Cette irrévérence, qui représente à mes yeux l’une des caractéristiques du génie, peut dans un certain sens être rapprochée de celle dont faisait preuve Marcel Duchamp lorsque, 43 ans plus tôt, il décidait de faire d’un urinoir une œuvre d’art – la radicalité de l’artiste est la cause première de l’opprobre dont il sera tout d’abord couvert, avant que sa vision n’en triomphe. C’est que son auteur n’a eu de cesse, au fil de sa longue carrière, de remettre en cause les canons sculpturaux. La compression n’est qu’une étape du chemin qui mènera César à l’agrandissement démesuré de son pouce, s’inscrivant à sa façon dans la tradition de l’autoportrait, en passant par l’expansion de polyuréthane, entre sculpture et happening (il en distribuait des morceaux à la foule venue voir l’expansion se former). Ce stade marque le premier pas qu’il fera pour s’écarter de la sculpture traditionnelle, à laquelle il reviendra tout de même quelques années plus tard, une fois sa révolution effectuée – car peut-on oublier son premier amour ?
Je pense donc que cette Compression « Ricard » est la cristallisation du temps personnel de César Baldaccini puisqu’elle articule les aspects d’une personnalité complexe et perplexe, qui embrasse ses origines sans jamais les renier mais les porte simultanément comme une espèce de poids, lui, l’homme de la Belle-de-Mai (quartier populaire marseillais) qui devint la coqueluche du gratin artistique parisien, l’homme simple qui vécut dans une société compliquée, pour qui les compressions n’avaient rien d’intellectuel mais qui n’aura de cesse de poser de nouveaux problèmes, toujours plus profonds et plus difficiles. Cette étude nous a permis, au-delà d’entrevoir les positions de l’artiste par rapport aux temps, de préciser notre compréhension de ces temps : loin de n’être que des temporalités, ils sont aussi des prises de position face à ces temporalités.
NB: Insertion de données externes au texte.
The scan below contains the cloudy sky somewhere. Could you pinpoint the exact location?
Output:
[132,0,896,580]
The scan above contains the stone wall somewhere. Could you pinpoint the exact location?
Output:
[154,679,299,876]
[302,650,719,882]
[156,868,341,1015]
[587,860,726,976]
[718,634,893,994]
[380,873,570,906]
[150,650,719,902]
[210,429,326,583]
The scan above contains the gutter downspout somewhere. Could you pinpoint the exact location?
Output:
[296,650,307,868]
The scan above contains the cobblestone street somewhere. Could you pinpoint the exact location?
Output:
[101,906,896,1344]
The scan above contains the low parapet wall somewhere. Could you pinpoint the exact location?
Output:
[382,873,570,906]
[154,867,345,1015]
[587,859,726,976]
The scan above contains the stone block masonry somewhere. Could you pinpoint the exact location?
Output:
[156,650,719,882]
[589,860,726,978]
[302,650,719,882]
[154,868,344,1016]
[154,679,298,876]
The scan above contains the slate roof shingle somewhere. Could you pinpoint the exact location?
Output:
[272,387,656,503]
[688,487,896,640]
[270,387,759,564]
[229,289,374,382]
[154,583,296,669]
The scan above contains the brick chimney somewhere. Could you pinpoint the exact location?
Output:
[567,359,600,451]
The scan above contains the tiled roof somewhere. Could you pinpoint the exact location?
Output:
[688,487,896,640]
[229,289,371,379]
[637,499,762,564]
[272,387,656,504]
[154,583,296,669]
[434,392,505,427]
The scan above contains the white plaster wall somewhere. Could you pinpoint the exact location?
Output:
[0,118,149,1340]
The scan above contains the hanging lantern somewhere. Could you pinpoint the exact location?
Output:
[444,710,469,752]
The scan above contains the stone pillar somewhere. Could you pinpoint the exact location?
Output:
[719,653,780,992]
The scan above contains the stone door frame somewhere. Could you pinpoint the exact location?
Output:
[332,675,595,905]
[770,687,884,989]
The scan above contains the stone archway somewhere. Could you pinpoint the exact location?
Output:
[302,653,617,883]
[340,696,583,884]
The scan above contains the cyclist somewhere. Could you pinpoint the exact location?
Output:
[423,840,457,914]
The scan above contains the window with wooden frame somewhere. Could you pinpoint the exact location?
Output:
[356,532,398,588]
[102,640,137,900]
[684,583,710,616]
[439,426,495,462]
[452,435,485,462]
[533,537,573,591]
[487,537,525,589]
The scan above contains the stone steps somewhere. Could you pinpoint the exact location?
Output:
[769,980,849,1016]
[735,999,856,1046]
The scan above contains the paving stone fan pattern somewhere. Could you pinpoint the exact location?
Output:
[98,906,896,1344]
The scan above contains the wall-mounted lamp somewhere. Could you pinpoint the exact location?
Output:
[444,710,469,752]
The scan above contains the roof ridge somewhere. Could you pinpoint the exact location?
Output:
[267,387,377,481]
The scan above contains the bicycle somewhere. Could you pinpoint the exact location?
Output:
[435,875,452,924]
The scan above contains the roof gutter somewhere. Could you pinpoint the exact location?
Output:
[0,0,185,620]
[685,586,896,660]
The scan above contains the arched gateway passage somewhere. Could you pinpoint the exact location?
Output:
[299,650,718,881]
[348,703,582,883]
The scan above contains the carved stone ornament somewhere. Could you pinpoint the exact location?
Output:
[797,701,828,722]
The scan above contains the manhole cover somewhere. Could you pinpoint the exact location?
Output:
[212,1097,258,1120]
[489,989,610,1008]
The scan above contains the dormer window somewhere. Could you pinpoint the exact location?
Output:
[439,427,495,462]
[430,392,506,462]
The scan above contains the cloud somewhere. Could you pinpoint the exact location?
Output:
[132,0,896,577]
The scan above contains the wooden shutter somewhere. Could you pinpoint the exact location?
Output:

Nous ne saurions apposer au temps la connotation que le temps historique lui a donné : le temps est beaucoup plus qu’une unité, qu’un morceau de temporalité, il est tout entier perception, rapport entre le monde intérieur – propre à chacun, représenté par la polarisation personnelle – et le monde extérieur – bien commun, représenté par l’extrapolation historique. Le but devient donc d’étendre son temps personnel, de manière à faire de tout ce qui nous entoure une chose perçue, interprétée, digérée, personnalisée. Étendre son temps, c’est faire du monde le sien. En cela, César a inondé, avec ses compressions, le temps historique de son temps personnel – il s’est versé dans l’histoire, a pourfendu les barrières qui contraignent l’expression des iconoclastes. Néanmoins, lorsqu’il disait, dans l’interview du 9 octobre 1966 accordée au Provençal-Dimanche, « C’est mon œuvre qui parle d’elle-même, et qui parle pour moi », il avait légèrement tort : l’œuvre ne parle pas, c’est à nous de la faire parler. En lui ayant donné un caractère qui m’est propre, j’ai accompli sa destinée : sur le champ de perception qu’elle m’a offert, j’ai semé.